都会のビルの屋上で、イネ作りに挑戦します。春、桜の咲くころに、まずは苗つくりからはじめます。
種もみを塩水につけて、栄養のつまったもみをみつけます。次に種もみを7日間くらい水につけて目覚めさせます。前の年に取れたお米を大切にしまっておいて、こうして種もみにするのですね。朝顔や野菜の種も前の日から水につけるけど、同じですね。そういえば何年か置いてあった朝顔の種も、3日間くらい水につけておくと芽を
だしましたっけ、ねむっていたんですね。
プランターやバケツなど、身近な材料を使って作れるし、土のまぜかた、肥料のことなど、写真をたくさん使って説明しているので、とてもわかりやすいです。本を見ながらきちんと、面倒をみれば丈夫な苗ができそうです。時々専門用語が出てくるけれど、ルビがふってあって、説明もきちんとしてあるので小学生が使える本です。ぜひ学校図書館には置いてほしい一冊です。
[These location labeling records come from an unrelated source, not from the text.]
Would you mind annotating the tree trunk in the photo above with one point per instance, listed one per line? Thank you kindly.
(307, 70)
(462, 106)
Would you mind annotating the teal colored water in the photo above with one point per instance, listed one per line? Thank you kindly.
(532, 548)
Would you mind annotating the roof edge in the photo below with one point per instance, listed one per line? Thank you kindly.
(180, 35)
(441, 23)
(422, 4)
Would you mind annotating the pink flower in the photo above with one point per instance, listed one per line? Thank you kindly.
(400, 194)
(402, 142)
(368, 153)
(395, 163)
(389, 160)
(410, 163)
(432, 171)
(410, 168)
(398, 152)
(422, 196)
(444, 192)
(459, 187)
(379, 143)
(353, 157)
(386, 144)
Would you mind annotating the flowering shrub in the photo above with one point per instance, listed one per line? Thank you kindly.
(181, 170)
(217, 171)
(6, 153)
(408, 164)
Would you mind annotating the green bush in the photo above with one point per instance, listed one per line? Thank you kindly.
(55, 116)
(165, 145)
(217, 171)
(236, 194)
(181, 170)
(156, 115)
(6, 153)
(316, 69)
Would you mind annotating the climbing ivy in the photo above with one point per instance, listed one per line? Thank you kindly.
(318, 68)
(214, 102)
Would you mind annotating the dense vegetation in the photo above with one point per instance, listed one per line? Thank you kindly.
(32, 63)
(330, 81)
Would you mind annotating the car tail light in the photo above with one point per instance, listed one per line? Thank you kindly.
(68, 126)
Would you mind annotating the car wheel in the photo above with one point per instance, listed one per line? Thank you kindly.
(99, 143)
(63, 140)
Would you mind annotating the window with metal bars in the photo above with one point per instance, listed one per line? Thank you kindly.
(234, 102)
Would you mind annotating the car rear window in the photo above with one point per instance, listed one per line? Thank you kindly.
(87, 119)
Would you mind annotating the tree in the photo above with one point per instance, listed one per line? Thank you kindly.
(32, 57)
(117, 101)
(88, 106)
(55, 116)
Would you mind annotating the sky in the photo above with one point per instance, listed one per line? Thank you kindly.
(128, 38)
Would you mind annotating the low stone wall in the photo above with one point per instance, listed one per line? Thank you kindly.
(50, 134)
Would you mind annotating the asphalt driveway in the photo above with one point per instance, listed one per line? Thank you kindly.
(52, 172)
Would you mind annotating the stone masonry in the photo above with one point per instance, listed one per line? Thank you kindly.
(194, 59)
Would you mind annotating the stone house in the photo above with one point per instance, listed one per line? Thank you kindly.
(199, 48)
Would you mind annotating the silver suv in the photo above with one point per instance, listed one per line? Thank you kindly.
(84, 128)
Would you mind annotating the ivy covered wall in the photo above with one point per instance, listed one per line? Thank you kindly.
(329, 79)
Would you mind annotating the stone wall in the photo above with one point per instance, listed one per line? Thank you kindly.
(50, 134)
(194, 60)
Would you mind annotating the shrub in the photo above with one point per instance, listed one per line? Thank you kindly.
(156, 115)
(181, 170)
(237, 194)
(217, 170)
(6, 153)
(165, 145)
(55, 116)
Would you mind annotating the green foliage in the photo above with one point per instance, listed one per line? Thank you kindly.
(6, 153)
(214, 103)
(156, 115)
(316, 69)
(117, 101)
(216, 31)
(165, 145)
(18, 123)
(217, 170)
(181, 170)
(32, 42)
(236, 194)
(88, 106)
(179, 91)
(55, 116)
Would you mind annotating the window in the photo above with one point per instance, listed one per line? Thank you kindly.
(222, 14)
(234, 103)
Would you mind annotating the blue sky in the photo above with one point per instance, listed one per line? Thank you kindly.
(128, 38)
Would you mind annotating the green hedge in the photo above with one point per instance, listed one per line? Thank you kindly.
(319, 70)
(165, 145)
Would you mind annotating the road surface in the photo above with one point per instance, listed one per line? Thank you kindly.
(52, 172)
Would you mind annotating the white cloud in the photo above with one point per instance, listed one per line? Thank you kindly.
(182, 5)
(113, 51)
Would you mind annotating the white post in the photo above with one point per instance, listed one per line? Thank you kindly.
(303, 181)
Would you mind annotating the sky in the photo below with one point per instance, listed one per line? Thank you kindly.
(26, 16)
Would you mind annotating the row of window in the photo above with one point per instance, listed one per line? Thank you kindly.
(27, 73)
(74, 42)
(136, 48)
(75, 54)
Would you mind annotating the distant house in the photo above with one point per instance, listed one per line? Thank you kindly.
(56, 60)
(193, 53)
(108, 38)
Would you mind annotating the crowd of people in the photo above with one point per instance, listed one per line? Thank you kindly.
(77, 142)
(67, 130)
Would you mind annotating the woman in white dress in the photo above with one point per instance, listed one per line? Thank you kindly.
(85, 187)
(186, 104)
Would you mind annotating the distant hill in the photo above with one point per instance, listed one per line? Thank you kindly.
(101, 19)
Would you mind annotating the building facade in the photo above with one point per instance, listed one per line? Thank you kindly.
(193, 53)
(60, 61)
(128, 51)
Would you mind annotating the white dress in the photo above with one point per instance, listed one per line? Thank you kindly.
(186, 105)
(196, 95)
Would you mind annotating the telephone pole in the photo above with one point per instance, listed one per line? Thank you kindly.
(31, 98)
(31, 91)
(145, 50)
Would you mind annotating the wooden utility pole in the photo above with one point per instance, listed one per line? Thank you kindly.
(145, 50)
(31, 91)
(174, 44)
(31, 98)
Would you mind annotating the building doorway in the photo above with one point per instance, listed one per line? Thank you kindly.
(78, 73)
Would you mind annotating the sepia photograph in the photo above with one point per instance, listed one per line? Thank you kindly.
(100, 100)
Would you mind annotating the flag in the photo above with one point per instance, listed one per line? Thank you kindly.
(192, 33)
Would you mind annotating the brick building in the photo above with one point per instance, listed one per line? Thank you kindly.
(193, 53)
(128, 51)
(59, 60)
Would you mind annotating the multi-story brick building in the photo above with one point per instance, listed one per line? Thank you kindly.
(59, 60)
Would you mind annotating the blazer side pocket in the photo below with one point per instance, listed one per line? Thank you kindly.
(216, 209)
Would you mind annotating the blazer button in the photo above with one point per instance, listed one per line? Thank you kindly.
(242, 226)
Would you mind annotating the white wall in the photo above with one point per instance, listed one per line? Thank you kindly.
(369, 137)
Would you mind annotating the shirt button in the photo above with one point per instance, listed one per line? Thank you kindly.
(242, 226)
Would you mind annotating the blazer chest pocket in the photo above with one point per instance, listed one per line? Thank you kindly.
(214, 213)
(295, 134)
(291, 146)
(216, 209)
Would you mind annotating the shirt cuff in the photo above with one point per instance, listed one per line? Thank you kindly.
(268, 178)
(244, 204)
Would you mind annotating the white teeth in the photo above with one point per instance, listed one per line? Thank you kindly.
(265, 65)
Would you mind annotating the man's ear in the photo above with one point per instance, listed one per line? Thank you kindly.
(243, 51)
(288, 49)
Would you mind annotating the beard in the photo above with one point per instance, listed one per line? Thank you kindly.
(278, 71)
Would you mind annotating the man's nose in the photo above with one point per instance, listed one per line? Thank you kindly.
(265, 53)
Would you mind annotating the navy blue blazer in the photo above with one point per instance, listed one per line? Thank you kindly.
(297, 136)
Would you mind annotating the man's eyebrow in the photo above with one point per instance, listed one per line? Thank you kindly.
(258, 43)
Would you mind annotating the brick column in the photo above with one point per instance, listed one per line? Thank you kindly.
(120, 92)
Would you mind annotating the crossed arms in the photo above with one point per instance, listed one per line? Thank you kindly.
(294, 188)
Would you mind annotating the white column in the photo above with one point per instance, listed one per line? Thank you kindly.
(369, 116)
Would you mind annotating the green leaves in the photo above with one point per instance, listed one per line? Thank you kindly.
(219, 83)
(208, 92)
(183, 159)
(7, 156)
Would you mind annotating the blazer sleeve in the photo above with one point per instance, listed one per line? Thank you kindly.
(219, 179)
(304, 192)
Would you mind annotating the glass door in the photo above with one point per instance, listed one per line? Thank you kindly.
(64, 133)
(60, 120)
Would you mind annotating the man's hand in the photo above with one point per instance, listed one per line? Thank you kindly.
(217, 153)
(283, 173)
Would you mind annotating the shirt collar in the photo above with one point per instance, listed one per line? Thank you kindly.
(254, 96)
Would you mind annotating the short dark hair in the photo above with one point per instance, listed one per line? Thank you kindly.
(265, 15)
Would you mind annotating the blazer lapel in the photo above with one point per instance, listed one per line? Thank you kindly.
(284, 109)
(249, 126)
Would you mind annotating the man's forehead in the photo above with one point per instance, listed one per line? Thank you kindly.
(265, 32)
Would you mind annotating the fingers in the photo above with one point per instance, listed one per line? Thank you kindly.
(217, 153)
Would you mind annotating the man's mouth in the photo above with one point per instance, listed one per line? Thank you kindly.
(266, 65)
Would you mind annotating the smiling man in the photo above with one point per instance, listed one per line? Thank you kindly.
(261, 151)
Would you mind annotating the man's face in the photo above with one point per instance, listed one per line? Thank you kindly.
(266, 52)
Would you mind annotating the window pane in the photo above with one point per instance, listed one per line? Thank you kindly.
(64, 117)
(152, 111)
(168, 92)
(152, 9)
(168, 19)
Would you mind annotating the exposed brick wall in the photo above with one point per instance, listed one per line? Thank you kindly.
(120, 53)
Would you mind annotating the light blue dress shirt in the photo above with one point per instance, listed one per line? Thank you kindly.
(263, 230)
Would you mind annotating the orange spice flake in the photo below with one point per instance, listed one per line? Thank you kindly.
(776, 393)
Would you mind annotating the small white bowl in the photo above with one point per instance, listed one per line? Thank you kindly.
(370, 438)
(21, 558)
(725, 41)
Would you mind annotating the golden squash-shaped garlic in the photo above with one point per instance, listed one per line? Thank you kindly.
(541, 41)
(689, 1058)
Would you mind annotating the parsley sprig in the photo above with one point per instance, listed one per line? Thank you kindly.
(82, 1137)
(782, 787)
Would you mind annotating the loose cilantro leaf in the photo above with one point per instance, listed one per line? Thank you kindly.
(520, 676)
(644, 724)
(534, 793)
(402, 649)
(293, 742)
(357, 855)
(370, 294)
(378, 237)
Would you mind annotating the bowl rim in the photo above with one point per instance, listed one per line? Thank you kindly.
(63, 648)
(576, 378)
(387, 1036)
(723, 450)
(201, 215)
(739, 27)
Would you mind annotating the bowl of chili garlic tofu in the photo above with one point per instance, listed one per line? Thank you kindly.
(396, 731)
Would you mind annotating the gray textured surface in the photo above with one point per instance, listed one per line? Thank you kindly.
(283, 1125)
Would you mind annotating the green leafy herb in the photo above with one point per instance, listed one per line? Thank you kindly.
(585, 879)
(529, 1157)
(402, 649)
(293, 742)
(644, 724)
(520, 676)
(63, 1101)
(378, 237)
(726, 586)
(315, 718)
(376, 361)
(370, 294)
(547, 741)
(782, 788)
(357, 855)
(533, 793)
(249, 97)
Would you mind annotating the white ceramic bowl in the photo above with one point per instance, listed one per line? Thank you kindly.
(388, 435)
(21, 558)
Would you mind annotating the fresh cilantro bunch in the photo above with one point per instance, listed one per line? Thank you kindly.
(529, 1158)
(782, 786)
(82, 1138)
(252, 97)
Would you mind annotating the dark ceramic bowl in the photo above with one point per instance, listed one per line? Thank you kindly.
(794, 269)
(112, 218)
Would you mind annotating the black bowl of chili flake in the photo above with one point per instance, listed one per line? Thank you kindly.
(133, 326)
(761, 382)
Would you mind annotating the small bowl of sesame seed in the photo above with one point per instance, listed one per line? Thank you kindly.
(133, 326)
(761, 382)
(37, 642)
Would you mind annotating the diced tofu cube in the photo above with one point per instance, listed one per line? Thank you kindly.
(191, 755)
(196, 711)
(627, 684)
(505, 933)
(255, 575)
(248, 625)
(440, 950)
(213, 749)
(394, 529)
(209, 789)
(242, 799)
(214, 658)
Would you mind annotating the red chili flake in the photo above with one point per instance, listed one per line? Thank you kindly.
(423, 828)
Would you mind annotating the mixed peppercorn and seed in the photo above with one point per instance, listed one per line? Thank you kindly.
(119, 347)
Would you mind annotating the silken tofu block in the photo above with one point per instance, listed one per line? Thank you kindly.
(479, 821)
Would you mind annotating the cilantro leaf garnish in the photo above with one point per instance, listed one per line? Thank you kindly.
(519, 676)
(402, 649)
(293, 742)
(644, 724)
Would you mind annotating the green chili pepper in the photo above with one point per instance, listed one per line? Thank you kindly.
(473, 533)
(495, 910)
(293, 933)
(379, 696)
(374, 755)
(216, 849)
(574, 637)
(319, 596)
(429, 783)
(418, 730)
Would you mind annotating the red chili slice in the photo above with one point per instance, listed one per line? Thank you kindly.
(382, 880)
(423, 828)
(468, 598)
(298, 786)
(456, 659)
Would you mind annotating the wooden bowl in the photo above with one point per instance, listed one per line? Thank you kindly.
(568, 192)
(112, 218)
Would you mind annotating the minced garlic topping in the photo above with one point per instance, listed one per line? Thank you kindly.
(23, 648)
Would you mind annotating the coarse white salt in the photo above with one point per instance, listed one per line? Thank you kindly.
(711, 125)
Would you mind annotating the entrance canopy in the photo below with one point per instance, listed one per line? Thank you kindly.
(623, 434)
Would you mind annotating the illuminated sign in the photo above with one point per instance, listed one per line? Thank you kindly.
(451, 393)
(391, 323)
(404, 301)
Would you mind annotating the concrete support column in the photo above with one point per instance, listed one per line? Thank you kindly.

この本では、いろいろな容器や方法で種をまいて、苗のでき方を比べたり、芽をだしたあとのもみを切って、栄養がなくなっていく様子なども見せてくれます。はかせの米、米クイズはちょっとむずかしいでしょうか?最後に資料として、いろいろな数字や実験のしかた、種もみの入手方法などがでています。

近所のお米屋さんの前の歩道に、毎年プランターで育てた稲が植わっています。お正月の飾りにする藁を取るために作っているそうですが、ちいさな苗が育ち、青々と繁り、穂をつけ、実るのを見るのはとても楽しみです。この本を読んで、これならベランダでも作れるかなあ?などと思っています。